The seam seal application video is equally detailed, including a long forgotten hint; Talcum powder!
https://www.youtube.com/watch?v=54VvlMRh1yI
I have a vague memory of hearing that talcum powder trick before, and am willing to give it a go. One bedevilment with some seam seal products is sealed parts of the tarp sticking together during storage.
That first side was dry in an hour. I leaf blowered off the excess talcum powder (I should not have been as chincy with the powder; next time, still an experimental work in progress) and did the more important top side stitching on the tarp the same way.
Clamped easy-reach on the table, with no time spent on yard erection, the tarp took minutes to paint the DIY sealer on the stretched seam. I let it seep in and set up a bit, wiped off any excess with a paper towel and hung it on the deck again. With a more robust sprinkle of talcum powder this time.

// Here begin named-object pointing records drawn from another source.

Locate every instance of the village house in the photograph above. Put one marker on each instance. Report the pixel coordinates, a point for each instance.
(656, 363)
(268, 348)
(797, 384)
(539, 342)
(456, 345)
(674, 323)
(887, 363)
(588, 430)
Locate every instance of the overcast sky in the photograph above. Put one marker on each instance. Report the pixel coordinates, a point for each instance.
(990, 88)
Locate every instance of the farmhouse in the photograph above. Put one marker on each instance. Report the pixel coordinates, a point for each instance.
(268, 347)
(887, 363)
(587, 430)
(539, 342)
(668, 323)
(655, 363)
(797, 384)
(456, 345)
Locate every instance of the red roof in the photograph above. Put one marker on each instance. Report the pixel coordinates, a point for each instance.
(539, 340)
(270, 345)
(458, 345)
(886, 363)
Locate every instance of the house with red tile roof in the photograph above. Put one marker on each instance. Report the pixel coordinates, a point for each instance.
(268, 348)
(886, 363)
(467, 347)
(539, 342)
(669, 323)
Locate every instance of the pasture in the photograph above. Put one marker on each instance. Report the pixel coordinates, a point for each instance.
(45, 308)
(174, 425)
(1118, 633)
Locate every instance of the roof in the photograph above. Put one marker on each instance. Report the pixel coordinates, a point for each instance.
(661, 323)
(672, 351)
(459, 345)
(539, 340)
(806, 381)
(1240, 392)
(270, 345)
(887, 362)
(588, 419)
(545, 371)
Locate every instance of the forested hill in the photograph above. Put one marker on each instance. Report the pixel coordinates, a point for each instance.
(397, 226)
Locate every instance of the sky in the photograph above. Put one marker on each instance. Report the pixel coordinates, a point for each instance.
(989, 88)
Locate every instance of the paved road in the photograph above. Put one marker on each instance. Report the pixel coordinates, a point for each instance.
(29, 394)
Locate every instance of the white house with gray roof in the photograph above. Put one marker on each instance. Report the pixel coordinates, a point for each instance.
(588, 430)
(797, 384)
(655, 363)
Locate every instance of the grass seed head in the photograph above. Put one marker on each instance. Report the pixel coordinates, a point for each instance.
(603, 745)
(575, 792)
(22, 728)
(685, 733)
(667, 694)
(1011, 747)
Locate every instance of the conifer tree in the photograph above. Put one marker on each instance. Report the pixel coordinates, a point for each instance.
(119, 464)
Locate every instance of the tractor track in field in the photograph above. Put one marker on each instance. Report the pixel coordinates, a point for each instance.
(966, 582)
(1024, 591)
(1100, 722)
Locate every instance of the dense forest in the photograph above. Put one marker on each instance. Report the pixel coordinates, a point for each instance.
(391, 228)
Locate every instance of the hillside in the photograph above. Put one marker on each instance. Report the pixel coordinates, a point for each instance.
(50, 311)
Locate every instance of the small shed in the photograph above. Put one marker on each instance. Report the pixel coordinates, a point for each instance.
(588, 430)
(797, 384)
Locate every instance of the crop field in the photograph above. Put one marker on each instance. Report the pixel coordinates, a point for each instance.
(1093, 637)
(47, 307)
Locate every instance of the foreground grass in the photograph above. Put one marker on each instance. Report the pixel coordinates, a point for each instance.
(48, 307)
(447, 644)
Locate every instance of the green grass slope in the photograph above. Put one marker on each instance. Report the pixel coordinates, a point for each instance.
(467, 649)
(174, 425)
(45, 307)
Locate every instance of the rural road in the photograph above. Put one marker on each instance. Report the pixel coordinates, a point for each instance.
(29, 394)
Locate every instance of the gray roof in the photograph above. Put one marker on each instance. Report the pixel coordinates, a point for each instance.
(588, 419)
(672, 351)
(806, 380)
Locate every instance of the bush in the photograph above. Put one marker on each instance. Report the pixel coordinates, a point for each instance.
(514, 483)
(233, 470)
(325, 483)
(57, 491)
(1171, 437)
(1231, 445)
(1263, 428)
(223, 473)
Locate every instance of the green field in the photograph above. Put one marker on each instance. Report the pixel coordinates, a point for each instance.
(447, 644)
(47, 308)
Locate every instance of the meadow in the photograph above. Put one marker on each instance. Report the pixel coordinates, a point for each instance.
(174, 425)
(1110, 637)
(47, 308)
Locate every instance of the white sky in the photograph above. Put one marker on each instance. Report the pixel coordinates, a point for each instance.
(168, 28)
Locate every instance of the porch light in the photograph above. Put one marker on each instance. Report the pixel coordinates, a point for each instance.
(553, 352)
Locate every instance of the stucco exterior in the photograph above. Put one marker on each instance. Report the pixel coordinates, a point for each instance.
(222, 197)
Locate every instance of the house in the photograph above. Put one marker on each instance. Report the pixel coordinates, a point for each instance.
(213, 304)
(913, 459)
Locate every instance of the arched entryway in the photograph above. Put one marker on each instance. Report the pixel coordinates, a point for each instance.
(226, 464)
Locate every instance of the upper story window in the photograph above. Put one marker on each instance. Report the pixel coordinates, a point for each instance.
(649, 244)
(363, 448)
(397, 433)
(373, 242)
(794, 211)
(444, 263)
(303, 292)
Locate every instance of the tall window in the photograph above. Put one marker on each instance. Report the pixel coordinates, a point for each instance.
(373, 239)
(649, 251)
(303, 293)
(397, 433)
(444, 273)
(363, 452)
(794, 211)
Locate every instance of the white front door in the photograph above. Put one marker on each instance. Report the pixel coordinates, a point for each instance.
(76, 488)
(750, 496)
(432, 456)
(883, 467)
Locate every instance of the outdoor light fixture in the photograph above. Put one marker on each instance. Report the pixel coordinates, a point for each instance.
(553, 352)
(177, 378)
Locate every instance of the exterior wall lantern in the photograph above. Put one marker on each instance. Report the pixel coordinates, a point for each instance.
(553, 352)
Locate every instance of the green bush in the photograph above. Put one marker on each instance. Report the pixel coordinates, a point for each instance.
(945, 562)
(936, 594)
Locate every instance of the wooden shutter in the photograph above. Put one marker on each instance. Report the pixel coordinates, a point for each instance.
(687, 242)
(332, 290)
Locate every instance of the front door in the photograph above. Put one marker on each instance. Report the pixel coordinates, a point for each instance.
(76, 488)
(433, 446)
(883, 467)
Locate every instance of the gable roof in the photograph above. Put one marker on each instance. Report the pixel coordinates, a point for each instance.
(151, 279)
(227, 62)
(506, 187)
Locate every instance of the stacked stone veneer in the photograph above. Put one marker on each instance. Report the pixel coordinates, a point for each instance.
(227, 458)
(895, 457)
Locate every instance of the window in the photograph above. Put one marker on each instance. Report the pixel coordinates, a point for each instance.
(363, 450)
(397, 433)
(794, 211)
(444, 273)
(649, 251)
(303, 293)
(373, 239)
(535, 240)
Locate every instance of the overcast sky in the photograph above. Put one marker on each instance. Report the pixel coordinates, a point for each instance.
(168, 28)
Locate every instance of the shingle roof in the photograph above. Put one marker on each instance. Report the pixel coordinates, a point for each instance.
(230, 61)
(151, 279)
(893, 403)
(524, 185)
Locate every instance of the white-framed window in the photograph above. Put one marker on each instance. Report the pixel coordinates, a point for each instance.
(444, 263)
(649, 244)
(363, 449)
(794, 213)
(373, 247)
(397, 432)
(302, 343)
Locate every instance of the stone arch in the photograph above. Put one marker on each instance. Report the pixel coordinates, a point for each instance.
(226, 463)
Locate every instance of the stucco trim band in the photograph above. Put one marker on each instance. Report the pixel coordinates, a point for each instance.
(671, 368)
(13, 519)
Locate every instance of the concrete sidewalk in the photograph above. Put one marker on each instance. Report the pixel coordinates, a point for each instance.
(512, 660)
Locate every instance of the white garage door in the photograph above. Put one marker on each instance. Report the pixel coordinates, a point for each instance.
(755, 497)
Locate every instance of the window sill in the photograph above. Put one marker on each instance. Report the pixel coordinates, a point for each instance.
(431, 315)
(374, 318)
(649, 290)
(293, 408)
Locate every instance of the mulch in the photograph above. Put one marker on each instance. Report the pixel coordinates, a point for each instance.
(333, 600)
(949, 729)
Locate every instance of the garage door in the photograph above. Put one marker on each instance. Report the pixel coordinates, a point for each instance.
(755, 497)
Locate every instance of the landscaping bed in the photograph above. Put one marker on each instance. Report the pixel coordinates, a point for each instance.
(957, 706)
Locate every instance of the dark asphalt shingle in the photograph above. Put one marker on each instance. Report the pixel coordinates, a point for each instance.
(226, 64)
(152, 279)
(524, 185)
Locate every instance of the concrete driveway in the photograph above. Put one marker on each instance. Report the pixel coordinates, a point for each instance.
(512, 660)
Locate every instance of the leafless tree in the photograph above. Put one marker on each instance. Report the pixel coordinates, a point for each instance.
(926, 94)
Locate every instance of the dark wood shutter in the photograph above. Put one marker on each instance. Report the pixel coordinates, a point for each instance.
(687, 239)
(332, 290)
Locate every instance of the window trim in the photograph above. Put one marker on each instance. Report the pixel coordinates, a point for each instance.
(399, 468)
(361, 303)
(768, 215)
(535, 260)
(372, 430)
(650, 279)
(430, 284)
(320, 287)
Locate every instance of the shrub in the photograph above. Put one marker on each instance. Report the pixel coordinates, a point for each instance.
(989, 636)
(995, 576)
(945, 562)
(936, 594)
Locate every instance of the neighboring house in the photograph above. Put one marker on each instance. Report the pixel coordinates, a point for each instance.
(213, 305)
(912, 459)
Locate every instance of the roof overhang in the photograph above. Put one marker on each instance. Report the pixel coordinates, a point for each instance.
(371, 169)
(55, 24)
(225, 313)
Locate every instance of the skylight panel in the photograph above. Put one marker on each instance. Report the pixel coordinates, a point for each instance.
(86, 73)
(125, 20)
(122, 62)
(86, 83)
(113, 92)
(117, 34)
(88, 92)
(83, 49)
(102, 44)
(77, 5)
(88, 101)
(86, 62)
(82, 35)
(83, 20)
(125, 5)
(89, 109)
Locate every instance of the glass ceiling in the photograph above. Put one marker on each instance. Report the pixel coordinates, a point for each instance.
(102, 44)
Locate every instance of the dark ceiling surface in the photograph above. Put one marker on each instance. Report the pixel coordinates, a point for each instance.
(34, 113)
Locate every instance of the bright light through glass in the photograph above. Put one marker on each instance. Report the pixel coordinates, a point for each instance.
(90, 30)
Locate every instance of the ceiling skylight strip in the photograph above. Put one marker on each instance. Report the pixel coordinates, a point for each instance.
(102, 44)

I let the Annex dry for a day, then packed it away tightly compressed for a few days and see if the talcum powder really prevented sticky.
The talcum powder experiment was successful. With the Annex tightly compressed in a ditty bag and left to bake on the dash of the hot sunny truck for a day it came out of the stuff bag without even a hint of stuck-togetherness from the fresh seam seal.
I will use that talcum powder trick on every tarp and tent.
(In the interest of full disclosure we had no talcum powder in the house. I used Shower to Shower Sport body powder, which was far less perfumee than Shower to Shower Original Fresh. My tarps smelled manly before I blew off the excess. I need to buy a can of unscented talcum powder.